City Council pushed back hard. Aldermen passed an ordinance authorizing Police Superintendent Larry Snelling to sign a replacement contract directly, bypassing the mayor. Johnson declared it “illegal” and refused to act. He did, however, negotiate a short-term extension keeping ShotSpotter operational through the August 2024 Democratic National Convention in Chicago. Critics said that concession cut against his own argument that the technology wasn’t worth keeping.
That DNC extension expired. Johnson then opened a formal competition for a replacement. Eight firms, including SoundThinking, submitted responses to the city’s request-for-information by the September 20, 2024 deadline. What came next: nothing. No contract announcement, no shortlist, no deployment. The competition seems to have stalled somewhere in the procurement process, with no public explanation from the administration.

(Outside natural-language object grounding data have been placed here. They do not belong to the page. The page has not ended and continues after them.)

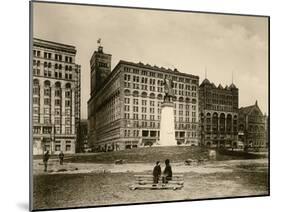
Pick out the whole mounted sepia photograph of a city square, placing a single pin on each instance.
(140, 105)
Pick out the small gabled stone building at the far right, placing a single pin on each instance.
(253, 127)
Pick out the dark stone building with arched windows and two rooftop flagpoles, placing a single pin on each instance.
(218, 114)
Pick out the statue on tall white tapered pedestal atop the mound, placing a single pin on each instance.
(167, 121)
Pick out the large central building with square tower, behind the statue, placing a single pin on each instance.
(124, 109)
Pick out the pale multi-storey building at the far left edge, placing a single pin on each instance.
(56, 97)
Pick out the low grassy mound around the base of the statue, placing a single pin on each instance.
(152, 154)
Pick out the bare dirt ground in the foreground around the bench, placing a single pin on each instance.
(95, 184)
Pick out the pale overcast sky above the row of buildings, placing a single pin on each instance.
(190, 42)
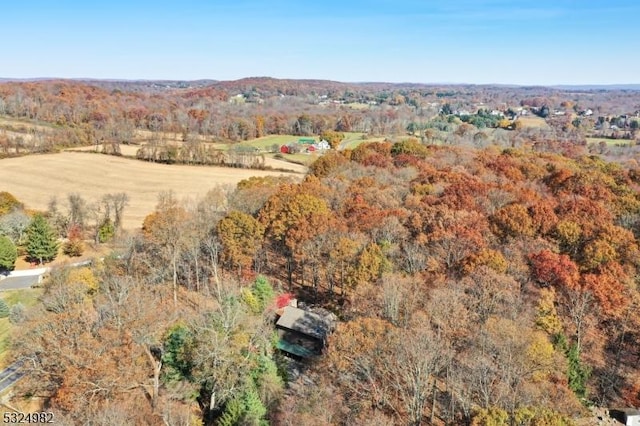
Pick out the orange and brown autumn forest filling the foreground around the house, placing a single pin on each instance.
(468, 283)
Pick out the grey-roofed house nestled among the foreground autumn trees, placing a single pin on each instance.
(302, 333)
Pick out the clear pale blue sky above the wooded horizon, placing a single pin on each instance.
(428, 41)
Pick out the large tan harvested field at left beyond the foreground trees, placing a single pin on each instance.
(35, 179)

Two consecutive city budgets have reserved a combined $13.9 million for replacement gunshot detection technology. It hasn’t moved. Meanwhile, Chicago’s public health department has documented gun violence as a leading cause of death and injury in communities on the South and West Sides, where residents have pressed for years for faster emergency response when shots ring out. Researchers affiliated with the Gun Violence Research Consortium have raised ongoing questions about what detection technology can and can’t accomplish, but the absence of any system at all isn’t a policy position. It’s a gap.
Hopkins and his co-sponsors want formal hearings that force the administration to answer publicly. That’s the mechanism here. Not legislation. Not a new contract. A hearing room, sworn testimony and a record.
The 45 members of the City Council won’t all line up behind this resolution. Johnson has allies among the aldermanic ranks, particularly those representing wards where ShotSpotter’s track record drew the most community opposition. But the sponsors represent wards that know what a gunshot sounds like at 2 a.m. and what it means when no squad car shows up because no system flagged the report.
Chicago has now gone through what amounts to a full public safety technology vacuum since ShotSpotter’s contract lapsed. The $13.9 million sits in budget line items while the question of what replaces the old system remains, in 2026, unanswered.
The resolution passed Wednesday. The administration hasn’t publicly responded.